Claude Fable 5 as the head,
everything else as hands

We made the most expensive model an orchestrator and handed it a real migration assessment within the hour. Here is what it delivered, where it broke, and when the head should do work itself.

Yim· written with Dobby (AI Oracle)/Jul 3, 2026

One morning we switched our main Claude Code model to Claude Fable 5, the new family Anthropic positions above Opus. It is genuinely smarter, and it comes with a higher price per token and a quota that burns much faster. Using it the way we used Opus, letting it hunt for files, write boilerplate, and fix typos, would be hiring the most expensive brain in the house to walk paperwork between desks.

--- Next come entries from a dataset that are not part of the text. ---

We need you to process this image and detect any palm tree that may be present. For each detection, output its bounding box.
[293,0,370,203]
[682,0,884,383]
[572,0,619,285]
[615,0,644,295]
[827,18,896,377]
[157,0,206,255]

So we set a new rule before real use: Fable is the "head" only. It plans, decomposes, and synthesizes. All hands-on work belongs to cheaper "hands". Less than an hour later the rule got its first real test: assessing whether a tool our automation depends on every day should move to its new Rust port (the same tool rewritten in Rust).

This post covers how the team is set up, what the first task produced, and exactly where things broke. Every number comes from a real working session on July 3, 2026. None of them are invented.

Part 1Why the most expensive model should only be the "head"

Picture one task you would hand to an AI coding agent, say "assess whether we should move to the new version of this tool". Inside it are several levels of work mixed together. Some of it needs real thinking, like weighing risk and making the call. Some of it just needs care, like checking which machine runs which commands. And some of it is pure labor, like reading a repo end to end and summarizing what is in there.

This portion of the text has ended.